Whitney Houston – Just Whitney

Classic AlbumsPopR&B, VÖ: November 2002
Das fünfte Album von WHITNEY HOUSTON zeigt ein virtuelles Who-is-Who im Studio, wobei Babyface, Missy Elliott und Kevin Briggs die meisten Produktionsaufgaben übernahmen.

Mitte der 1960er Jahre erkannten Künstler, dass Rockmusik eine äußerst effiziente reaktive Kunstform sein könnte. Wenn etwas passierte, mit dem Sie nicht einverstanden waren, konnten Sie so schnell einen Protestsong schreiben, aufnehmen und veröffentlichen, dass er die Ereignisse praktisch kommentierte, während sie sich ereigneten. Heute sind Rock und Pop immer noch reaktiv, aber die Musik hat nachgelassen. Stars veröffentlichen Platten, in denen sie nicht das Weltgeschehen kommentieren, sondern ihre eigene schlechte Publicity. Aber nur wenige Künstlerkarrieren waren so von negativer Publicity betroffen wie die von Whitney Houston. Der Platz reicht nicht aus, um alle bizarren und verstörenden Geschichten aufzuzählen, die in den letzten Jahren über die Sängerin kursierten. 

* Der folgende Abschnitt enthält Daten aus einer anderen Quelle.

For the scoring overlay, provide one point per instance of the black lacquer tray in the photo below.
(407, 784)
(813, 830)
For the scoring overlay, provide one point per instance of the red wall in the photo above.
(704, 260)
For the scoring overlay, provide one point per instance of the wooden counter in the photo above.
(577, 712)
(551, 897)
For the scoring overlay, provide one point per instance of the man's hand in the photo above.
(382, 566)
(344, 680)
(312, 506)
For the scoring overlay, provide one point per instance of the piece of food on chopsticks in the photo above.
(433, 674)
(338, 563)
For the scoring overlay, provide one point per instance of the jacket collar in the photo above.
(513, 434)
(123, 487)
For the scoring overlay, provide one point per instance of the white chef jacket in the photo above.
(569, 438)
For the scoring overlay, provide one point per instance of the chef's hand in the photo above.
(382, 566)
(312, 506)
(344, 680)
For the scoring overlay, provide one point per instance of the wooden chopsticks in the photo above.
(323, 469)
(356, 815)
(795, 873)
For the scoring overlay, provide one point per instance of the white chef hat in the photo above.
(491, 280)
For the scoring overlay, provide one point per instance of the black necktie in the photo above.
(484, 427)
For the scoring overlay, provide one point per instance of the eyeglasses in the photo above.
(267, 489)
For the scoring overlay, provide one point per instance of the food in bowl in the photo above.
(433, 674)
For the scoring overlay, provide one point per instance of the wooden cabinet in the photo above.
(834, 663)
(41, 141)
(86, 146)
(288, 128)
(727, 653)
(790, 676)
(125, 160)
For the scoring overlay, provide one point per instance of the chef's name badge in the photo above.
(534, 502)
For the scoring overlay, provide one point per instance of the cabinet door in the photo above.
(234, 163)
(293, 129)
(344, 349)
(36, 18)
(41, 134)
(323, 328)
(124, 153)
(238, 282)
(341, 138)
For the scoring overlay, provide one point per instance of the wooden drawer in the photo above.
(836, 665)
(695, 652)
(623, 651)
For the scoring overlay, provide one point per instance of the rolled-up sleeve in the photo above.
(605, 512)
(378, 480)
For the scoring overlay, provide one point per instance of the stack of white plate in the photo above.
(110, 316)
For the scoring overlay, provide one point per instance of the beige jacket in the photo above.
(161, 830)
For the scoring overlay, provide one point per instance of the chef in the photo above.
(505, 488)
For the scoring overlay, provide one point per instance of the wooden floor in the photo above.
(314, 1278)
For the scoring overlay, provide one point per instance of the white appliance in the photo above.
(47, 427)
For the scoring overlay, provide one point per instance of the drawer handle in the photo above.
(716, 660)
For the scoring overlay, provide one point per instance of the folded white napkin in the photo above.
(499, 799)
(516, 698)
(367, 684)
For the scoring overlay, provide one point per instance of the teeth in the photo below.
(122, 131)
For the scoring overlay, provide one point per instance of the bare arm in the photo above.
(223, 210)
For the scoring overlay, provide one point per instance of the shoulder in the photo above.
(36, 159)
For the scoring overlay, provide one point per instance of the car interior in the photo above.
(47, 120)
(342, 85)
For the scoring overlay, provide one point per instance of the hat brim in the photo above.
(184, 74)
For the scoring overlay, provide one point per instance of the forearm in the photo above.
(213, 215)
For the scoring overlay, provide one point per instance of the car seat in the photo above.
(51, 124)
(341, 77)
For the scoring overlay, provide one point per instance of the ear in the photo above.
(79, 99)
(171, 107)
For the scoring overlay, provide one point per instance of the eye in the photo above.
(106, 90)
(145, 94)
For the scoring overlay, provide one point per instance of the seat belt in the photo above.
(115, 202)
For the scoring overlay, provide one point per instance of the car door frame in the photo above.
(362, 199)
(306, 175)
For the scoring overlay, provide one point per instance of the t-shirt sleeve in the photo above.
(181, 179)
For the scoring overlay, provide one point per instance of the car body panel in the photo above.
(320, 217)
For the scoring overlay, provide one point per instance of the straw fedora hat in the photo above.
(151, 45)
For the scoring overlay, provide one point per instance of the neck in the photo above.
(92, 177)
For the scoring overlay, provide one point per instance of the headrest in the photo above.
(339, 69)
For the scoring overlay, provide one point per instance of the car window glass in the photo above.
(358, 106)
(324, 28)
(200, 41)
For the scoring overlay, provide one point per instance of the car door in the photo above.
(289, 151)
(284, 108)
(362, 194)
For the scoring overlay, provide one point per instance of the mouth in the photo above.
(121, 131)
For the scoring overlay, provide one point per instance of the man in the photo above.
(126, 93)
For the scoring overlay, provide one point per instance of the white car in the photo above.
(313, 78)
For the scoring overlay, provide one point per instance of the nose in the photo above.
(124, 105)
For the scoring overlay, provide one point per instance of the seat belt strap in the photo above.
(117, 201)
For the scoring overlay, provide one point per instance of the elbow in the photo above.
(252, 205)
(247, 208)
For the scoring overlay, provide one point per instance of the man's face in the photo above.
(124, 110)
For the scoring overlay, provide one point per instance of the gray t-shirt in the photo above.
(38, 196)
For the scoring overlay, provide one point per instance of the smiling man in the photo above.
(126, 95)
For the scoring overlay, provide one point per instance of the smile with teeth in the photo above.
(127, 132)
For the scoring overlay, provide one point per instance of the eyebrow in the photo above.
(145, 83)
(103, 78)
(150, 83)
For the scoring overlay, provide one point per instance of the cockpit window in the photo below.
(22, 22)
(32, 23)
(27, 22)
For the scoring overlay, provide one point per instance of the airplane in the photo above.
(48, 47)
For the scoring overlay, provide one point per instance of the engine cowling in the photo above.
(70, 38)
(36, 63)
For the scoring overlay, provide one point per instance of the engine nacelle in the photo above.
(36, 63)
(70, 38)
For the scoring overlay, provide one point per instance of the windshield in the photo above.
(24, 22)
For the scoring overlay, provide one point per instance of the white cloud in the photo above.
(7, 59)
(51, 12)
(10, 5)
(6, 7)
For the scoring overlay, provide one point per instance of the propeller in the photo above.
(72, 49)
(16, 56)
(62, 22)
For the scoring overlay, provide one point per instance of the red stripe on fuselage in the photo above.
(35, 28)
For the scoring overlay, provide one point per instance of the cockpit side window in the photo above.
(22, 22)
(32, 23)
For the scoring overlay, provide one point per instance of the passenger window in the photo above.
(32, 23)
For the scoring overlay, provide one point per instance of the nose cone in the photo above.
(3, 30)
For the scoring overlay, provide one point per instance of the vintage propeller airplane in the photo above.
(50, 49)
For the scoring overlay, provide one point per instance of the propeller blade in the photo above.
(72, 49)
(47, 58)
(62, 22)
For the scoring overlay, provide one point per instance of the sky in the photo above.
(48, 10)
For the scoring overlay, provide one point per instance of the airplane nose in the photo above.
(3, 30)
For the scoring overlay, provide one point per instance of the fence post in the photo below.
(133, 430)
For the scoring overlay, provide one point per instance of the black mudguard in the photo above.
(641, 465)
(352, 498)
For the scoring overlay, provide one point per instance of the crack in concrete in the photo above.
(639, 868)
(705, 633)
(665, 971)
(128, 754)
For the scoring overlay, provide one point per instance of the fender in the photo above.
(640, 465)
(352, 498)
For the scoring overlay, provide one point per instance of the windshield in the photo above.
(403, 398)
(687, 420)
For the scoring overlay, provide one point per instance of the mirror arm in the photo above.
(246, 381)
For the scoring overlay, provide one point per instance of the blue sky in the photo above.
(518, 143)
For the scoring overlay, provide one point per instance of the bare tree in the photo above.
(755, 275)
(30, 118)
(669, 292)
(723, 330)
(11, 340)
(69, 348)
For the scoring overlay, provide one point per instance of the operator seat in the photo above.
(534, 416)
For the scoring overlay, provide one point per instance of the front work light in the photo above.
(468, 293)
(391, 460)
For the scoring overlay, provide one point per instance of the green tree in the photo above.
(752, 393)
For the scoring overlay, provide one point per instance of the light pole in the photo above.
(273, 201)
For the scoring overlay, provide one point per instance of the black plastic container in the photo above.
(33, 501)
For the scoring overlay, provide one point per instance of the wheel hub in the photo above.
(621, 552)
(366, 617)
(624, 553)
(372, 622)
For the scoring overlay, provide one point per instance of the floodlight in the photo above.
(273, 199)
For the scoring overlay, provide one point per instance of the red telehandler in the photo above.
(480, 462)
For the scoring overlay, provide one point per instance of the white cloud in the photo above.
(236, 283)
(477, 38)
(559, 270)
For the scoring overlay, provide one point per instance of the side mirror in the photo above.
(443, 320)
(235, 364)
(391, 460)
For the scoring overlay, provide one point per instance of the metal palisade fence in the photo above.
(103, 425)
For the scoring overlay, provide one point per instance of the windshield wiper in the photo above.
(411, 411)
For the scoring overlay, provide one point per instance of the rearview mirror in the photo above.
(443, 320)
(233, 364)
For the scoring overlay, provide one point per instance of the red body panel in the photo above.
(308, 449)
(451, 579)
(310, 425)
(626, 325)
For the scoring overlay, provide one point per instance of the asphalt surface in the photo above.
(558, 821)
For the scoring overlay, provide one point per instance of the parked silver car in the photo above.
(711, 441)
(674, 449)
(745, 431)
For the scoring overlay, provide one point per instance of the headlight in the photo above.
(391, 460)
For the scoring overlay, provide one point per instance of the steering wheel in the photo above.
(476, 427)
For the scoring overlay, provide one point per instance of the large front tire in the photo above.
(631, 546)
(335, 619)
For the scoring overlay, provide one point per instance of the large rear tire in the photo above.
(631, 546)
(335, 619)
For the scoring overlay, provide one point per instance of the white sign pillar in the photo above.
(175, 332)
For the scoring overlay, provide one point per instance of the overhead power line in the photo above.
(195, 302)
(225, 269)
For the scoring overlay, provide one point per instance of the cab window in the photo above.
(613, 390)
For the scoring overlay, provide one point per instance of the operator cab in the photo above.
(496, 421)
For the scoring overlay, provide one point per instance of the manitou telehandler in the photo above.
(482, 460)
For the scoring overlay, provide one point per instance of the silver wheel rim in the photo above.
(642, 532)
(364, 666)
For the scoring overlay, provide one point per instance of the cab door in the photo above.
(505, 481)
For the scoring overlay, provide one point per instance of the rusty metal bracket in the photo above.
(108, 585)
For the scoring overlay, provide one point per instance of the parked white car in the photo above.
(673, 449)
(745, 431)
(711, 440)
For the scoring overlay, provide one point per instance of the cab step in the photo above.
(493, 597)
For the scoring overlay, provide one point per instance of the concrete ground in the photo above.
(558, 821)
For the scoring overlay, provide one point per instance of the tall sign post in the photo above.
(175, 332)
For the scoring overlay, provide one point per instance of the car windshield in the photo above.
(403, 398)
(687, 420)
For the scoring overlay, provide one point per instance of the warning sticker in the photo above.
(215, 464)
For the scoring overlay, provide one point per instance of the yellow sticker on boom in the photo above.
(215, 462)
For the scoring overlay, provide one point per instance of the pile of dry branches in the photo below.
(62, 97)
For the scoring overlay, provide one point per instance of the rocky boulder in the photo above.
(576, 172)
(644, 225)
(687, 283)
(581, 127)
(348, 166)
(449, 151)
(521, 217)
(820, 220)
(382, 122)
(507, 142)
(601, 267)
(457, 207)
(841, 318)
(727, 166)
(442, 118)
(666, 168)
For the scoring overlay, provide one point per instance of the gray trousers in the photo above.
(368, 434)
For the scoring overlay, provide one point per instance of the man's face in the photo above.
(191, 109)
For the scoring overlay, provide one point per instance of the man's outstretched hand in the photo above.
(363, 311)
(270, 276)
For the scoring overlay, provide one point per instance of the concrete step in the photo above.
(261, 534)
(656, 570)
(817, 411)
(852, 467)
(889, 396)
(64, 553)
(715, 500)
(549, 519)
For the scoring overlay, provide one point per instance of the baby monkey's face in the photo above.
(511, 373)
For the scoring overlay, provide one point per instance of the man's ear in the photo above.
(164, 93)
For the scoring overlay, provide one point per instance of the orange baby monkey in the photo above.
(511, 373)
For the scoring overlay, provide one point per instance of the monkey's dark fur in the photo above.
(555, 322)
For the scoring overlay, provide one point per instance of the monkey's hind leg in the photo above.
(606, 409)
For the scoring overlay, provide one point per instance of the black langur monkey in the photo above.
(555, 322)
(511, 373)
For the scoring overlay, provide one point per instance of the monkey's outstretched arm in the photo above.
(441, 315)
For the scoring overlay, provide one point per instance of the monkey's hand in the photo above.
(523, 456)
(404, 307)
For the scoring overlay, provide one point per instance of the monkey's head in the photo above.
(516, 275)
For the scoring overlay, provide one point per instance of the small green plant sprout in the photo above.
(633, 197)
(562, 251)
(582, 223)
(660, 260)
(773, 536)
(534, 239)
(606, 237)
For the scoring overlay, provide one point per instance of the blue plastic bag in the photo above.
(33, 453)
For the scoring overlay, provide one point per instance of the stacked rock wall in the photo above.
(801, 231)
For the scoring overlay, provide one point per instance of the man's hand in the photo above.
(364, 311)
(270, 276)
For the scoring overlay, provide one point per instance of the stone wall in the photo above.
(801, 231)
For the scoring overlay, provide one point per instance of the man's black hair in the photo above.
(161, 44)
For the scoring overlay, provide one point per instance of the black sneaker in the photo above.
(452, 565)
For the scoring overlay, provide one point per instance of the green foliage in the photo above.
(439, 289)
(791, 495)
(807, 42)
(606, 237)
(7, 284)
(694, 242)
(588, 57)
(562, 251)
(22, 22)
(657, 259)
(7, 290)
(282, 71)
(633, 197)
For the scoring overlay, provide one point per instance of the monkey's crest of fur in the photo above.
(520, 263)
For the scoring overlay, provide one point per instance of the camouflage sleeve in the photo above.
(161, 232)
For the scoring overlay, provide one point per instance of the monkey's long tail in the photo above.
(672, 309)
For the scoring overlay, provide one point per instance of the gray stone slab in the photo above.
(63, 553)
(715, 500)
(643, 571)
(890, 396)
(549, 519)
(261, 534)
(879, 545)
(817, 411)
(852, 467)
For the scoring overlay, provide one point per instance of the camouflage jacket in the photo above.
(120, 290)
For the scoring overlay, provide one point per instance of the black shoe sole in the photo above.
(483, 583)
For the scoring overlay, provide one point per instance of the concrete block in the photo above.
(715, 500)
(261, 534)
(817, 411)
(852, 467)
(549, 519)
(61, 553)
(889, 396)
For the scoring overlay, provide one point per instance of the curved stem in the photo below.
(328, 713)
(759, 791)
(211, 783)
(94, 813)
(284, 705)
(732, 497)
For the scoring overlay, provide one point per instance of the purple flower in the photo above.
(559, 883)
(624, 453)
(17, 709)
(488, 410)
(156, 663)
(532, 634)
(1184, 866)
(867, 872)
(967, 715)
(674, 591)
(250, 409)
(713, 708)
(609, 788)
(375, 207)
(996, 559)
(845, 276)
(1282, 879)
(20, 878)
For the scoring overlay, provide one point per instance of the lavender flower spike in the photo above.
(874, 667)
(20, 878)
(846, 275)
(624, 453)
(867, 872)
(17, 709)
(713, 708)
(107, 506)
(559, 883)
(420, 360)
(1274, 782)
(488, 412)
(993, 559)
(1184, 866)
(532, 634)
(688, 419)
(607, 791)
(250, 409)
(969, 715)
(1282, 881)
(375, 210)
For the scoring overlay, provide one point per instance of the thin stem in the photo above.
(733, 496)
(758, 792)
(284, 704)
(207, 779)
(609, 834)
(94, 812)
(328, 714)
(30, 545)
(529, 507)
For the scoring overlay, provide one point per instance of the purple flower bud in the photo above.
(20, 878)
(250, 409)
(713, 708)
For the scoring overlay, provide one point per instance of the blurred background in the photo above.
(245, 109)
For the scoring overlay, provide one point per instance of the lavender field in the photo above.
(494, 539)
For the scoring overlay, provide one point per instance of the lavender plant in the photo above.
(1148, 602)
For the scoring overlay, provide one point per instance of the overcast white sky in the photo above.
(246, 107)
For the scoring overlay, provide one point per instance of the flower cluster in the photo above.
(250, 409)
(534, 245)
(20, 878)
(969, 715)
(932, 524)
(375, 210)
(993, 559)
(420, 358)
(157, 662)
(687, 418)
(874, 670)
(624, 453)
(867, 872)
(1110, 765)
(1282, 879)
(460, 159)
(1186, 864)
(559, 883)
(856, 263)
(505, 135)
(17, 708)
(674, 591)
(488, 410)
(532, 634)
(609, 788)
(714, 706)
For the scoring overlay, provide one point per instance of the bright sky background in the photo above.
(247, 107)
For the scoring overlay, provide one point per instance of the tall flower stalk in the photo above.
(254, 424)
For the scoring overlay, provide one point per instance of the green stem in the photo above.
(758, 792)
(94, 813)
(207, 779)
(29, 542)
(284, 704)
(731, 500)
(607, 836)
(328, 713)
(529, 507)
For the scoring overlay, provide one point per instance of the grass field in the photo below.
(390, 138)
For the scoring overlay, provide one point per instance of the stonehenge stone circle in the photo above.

Es gab Hinweise auf Missbrauch in der Ehe, Drogenprobleme und psychische Erkrankungen. Im Jahr 2000 wurde sie von der Oscar-Verleihung ausgeschlossen, weil sie den Text vergaß, abgelenkt summte und bei den Proben auf einem imaginären Klavier spielte. Während eines Interviews mit einem US-Magazin tauchte das imaginäre Klavier erneut auf, wobei Houston ebenfalls Schwierigkeiten hatte, die Augen offen zu halten. Als sie letztes Jahr bei der zweiten Feier zum 30-jährigen Jubiläum von Michael Jackson nicht erschien, war ihre Plattenfirma gezwungen, eine formelle Erklärung abzugeben, in der sie den Tod Houston’s bestritt.

„Just Whitney“ ist eindeutig als Reaktion auf die Art und Weise gedacht, wie ihr öffentliches Image außer Kontrolle geraten ist. Die erste Single „Whatchulookinat“ bietet die übliche reaktive Songverteidigung Nummer eins: Die Presse erfindet alles. Man muss ihr zugute halten, dass Houston eine bravouröse Leistung abliefert. An anderer Stelle wartet „Tell Me No“ mit der üblichen reaktiven Songverteidigung Nummer zwei auf: Schattenkräfte versuchen aus ungeklärten Gründen, Houston daran zu hindern, „reachin‘ for my dreams“. „My Love“ schleppt ihren Mann ins Studio, um zu suggerieren, dass sich Bobby Brown weit entfernt von dem drogenabhängigen Desaster befindet, für das er allgemein steht.

Abgesehen von den spacigen, deprimierten „Things You Say“ macht „Just Whitney“ einen musikalischen Schritt zurück. „Love That Man“ beschwört den Crossover-Pop-Soul von „I Wanna Dance with Somebody“ und „Tell Me No“ endet mit einem ausgelassenen Rockgitarrensolo. Wie Jackson’s „Invincible“ tut „Just Whitney“ alles in ihrer Macht stehende, um zu suggerieren, dass mit der Künstlerin dahinter alles normal ist. Sogar ein ansonsten harmloses Duett mit Brown wird präsentiert, als ob die beiden gegen die Welt antreten würden. Das Schlimmste ist, dass es niemanden zu geben scheint, der Whitney kontrolliert und sie davon abhält, sich schlechten Ideen hinzugeben. Und so zeigt es nur eine Künstlerin, die vergeblich versucht, nach ihrer einstigen Zukunft zu streben.